It's been a while since my last post. I keep telling myself that I have to stay engaged with communicating and stop shutting myself off from the world. That is easier said than done. I have no idea how to keep things positive in my head. I start off feeling optimistic, and something always seems to put me back in that bottomless black hole. I live in a small town where if you don't tell people your business, they'll simply make things up about you. I'm the first to admit that maybe I keep to myself a lot, but I've been stabbed in the back more times than I can count. Now, I find that I'm being forced to defend myself to people I don't even know, and who don't know me. The more I try to uncomplicate my life, the more complicated it becomes.
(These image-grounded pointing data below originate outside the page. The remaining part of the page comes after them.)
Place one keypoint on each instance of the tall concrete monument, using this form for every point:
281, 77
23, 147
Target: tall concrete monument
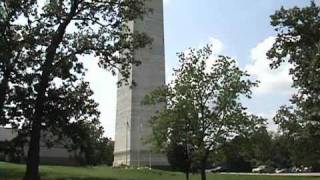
132, 121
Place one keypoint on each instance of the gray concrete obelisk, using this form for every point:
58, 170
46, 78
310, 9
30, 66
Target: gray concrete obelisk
132, 121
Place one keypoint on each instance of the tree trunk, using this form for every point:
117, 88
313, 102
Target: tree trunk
203, 170
4, 90
32, 170
187, 173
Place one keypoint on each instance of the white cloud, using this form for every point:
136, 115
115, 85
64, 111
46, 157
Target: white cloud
105, 93
217, 49
271, 81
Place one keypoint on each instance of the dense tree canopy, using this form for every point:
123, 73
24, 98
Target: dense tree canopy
203, 105
298, 42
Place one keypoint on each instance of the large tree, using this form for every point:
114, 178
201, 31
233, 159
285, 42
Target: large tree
203, 105
12, 47
298, 43
55, 34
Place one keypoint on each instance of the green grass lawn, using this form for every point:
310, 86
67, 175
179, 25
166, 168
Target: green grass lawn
15, 172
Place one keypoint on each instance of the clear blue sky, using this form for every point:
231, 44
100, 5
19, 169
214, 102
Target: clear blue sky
240, 29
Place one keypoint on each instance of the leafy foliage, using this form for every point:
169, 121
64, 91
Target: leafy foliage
298, 42
203, 105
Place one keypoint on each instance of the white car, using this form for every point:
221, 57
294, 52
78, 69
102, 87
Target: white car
263, 169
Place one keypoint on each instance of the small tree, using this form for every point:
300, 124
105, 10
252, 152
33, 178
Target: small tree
203, 105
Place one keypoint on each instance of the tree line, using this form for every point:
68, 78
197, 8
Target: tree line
205, 123
42, 86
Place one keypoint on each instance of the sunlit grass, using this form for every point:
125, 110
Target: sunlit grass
10, 171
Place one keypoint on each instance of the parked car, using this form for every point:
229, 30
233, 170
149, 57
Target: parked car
216, 169
263, 169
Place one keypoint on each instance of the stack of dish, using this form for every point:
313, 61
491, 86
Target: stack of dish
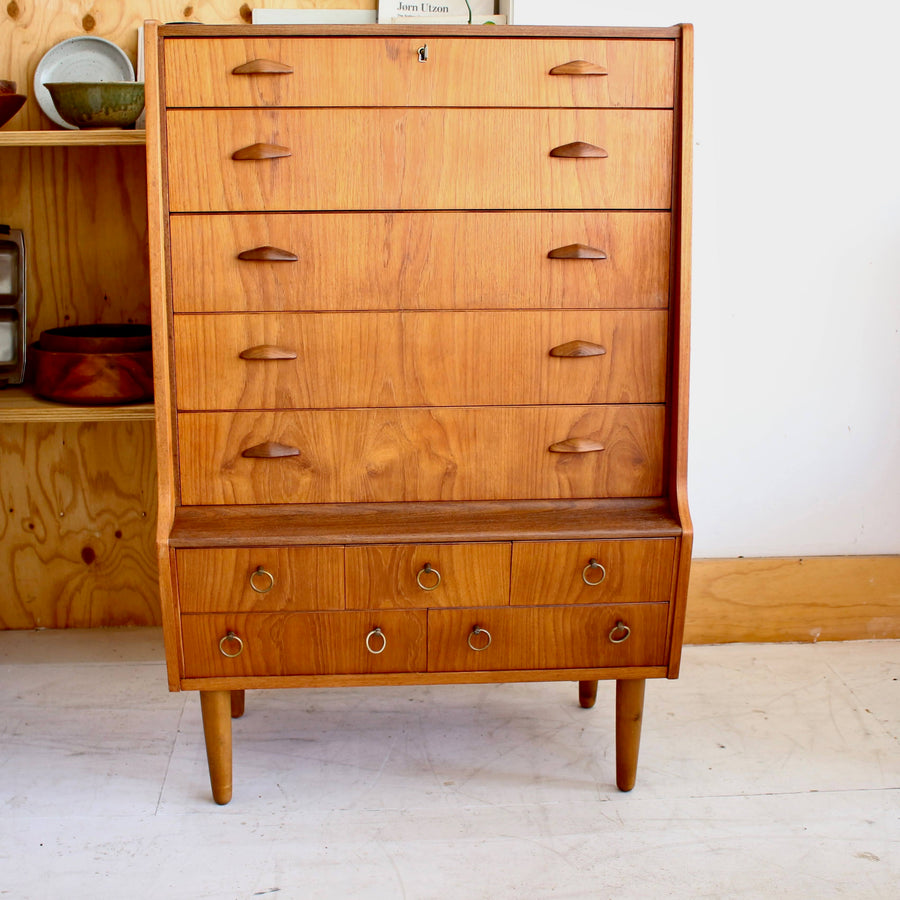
88, 82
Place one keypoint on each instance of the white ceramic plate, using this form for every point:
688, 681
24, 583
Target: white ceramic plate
79, 59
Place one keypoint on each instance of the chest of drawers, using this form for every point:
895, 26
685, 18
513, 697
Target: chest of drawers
421, 331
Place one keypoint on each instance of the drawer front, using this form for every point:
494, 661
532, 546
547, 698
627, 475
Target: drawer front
566, 572
304, 643
242, 580
427, 575
376, 71
327, 360
562, 637
375, 159
455, 453
357, 261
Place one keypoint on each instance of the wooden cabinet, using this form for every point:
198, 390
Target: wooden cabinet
422, 417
A large part of my bad feelings is generated by some news I received a few days ago. Years ago I became close friends with someone who I connected with right away. We had so much in common, and we could confide in each other about anything. Only a few short years later, she moved to another state, and we lost contact. Well, I located a relative of hers and became so excited about the prospect of getting together with my close friend again. But now, that isn't going to happen. Her relative informed me that my friend passed away 7 years ago. I went from excited to overwhelmed with depression, and finally, I actually feel jealous of her. I sincerely envy her. This happens often. I hear about someone passing away, and I feel sad, but soon after I feel envious, and I'm reminded that I do have something to look forward to. Death. It sounds crazy, but I'm just saying what I feel.